Good News: Lithium-Free EV Better for the Environment and Human Rights
Lithium mining is the dark secret that the EV revolution doesn’t want to talk about. Our lithium mining industry is using water and other resources in some of the poorest places on earth. Worse yet, experts worry that these lithium stores may not contain enough to built a lithium-ion EV battery to replace every traditional car. The hope on the horizon has long been an alternative battery chemistry. And this month, that hope takes to the road in the form of an EV with a sodium-based battery.
You may have heard that lithium is a very plentiful element. And that’s absolutely true. But it’s spread out evenly through most of the earth’s crust in trace amounts–not nearly enough to mine for EV batteries. There are several places where lithium is more concentrated. These include Tibet and a deposit split between Bolivia, Chile, and Argentina.
These deposits are not nearly dense enough to just drill for.

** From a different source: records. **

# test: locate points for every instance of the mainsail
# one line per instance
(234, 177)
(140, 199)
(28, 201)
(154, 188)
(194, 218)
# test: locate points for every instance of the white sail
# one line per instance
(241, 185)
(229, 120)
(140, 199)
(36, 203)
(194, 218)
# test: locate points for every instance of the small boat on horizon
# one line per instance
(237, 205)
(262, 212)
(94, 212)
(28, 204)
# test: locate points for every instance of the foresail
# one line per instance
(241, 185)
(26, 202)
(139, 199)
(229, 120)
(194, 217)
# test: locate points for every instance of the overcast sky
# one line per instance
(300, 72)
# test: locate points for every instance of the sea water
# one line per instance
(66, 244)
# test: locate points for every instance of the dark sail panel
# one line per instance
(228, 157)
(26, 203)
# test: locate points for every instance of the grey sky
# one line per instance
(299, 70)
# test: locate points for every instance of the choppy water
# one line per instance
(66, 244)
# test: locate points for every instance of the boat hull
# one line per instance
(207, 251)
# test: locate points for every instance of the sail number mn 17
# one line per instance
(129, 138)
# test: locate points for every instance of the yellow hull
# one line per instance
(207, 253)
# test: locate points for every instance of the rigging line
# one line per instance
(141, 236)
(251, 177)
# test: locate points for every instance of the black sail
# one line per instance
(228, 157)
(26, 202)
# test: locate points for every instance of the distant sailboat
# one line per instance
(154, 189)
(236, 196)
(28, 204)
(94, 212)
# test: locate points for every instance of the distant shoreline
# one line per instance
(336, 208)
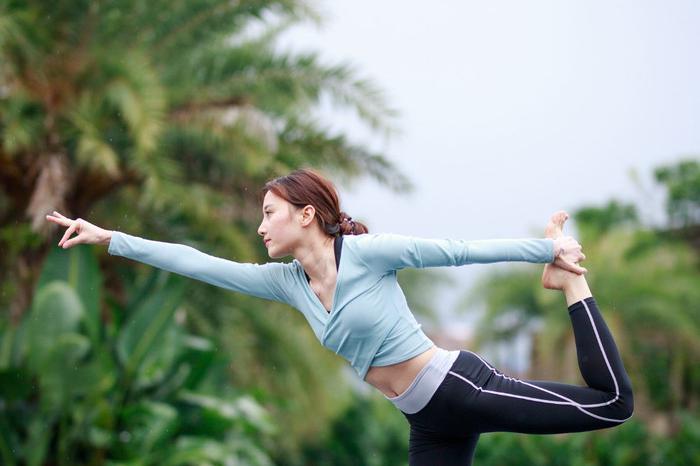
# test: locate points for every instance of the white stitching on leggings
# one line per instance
(567, 401)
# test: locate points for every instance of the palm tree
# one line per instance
(163, 119)
(172, 112)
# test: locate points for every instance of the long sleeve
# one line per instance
(268, 281)
(385, 252)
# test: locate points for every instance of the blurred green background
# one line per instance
(163, 120)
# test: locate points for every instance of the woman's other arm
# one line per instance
(392, 252)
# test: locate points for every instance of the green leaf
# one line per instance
(149, 323)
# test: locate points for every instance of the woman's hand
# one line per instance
(567, 254)
(86, 231)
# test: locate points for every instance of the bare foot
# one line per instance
(553, 277)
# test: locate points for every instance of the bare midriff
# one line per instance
(393, 380)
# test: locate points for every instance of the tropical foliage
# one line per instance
(163, 120)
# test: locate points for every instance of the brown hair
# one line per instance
(308, 187)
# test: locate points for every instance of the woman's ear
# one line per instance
(308, 214)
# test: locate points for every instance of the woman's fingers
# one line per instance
(66, 235)
(570, 266)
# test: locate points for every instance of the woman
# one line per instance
(344, 282)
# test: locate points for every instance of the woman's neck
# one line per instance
(317, 258)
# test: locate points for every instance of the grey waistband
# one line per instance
(421, 390)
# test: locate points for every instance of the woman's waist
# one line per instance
(392, 380)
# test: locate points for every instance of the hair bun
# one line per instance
(350, 227)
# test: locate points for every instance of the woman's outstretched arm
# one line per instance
(386, 252)
(268, 281)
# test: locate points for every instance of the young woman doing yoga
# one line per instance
(343, 280)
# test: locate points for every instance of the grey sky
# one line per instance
(511, 110)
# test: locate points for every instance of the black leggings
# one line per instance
(474, 398)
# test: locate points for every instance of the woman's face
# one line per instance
(279, 227)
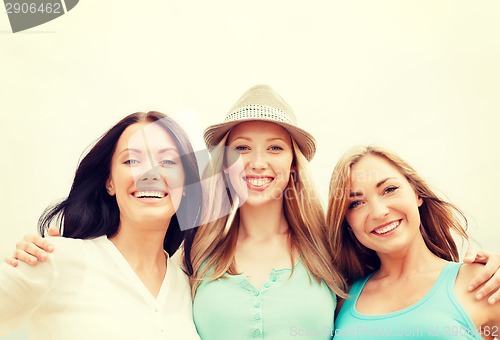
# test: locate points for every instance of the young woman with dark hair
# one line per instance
(135, 195)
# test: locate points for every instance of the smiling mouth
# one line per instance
(385, 229)
(149, 194)
(258, 182)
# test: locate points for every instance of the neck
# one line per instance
(262, 222)
(142, 246)
(415, 259)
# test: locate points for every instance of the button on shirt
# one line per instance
(288, 306)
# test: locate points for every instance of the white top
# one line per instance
(87, 290)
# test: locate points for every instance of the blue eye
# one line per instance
(131, 162)
(242, 148)
(353, 205)
(167, 162)
(276, 148)
(390, 189)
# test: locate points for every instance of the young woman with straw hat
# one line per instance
(263, 270)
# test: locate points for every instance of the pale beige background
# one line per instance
(420, 77)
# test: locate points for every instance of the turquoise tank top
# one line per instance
(287, 306)
(438, 315)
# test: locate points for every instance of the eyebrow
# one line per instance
(267, 140)
(358, 194)
(159, 151)
(383, 181)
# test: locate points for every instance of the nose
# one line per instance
(378, 209)
(151, 180)
(150, 176)
(258, 160)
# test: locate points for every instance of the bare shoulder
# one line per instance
(481, 311)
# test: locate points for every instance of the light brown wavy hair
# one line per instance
(214, 245)
(438, 217)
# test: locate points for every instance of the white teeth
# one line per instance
(258, 182)
(387, 228)
(153, 194)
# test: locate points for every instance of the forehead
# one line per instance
(258, 129)
(372, 169)
(146, 135)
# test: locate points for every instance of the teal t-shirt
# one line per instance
(438, 315)
(287, 306)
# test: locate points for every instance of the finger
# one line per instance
(54, 231)
(36, 241)
(488, 272)
(493, 285)
(23, 256)
(495, 297)
(11, 261)
(470, 255)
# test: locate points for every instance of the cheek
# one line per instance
(356, 220)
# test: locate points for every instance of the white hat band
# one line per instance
(259, 111)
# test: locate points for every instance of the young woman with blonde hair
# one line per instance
(392, 238)
(263, 270)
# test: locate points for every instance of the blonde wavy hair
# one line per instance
(438, 217)
(214, 245)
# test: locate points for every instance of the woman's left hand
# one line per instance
(490, 274)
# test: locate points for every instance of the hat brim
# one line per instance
(306, 142)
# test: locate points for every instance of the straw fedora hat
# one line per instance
(262, 103)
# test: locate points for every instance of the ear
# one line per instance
(110, 187)
(420, 201)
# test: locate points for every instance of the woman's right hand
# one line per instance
(32, 248)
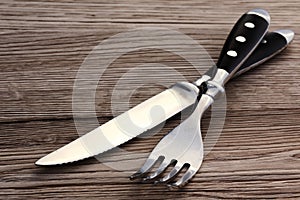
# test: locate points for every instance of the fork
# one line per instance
(183, 146)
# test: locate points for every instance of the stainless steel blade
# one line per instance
(140, 118)
(126, 126)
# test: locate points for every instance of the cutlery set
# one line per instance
(248, 45)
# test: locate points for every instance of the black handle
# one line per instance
(243, 39)
(272, 44)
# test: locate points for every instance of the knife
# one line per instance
(173, 100)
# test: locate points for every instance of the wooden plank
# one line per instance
(44, 43)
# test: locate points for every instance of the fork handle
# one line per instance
(272, 44)
(245, 36)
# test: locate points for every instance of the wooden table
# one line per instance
(43, 44)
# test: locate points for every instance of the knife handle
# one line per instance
(243, 39)
(272, 44)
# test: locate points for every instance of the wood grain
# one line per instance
(44, 43)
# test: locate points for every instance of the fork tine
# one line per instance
(160, 169)
(184, 179)
(146, 167)
(171, 174)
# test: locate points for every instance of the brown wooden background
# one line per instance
(42, 45)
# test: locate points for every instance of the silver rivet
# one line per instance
(240, 39)
(249, 25)
(232, 53)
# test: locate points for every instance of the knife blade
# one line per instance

But miners have found if they drill a hole in salt flats, then fill the hole with water, lithium and other minerals will rise to the surface. Once they let this water evaporate, they can collect the residue and separate the lithium. If that sounds labor intensive, you’re right. And in the above countries, workers are not getting paid very much for working these mines.
Besides lots of labor, the process requires lots of water. About 500,000 gallons for every ton of lithium. This has created shortages that impact the rest of these countries so badly, it is considered a human rights violation.
Some hybrids use nickel-based batteries. But all PHEVs and full battery electric vehicles currently use lithium-based batteries. As our lithium demand increases, so do the above environmental and human rights issues.
Then in January 2024, the first lithium-free electric vehicle hit the road. And this technology could change everything.
JAC Motors is a Volkswagen-backed automaker based in China. It’s releasing its first sodium-based EV under its “Yiwei” brand. It is a compact four-door EV with a 157-mile range.
If you want more details: the sodium-based battery pack is a 25 kWh unit. Its energy density is 120 Wh/kg. That is about half what the current generation of lithium-based EV batteries achieve. Tesla battery packs are rated at about 254 Wh/kg.
Let’s hope that as VW and company refine this battery chemistry, they can increase that number. But in the short term, 157-mile ranges may do the trick for folks living in places such as Beijing and Manhattan. Considering that mining sodium just requires distilling seawater, and the byproduct could be clean drinking water, sodium-based batteries are better for everyone involved.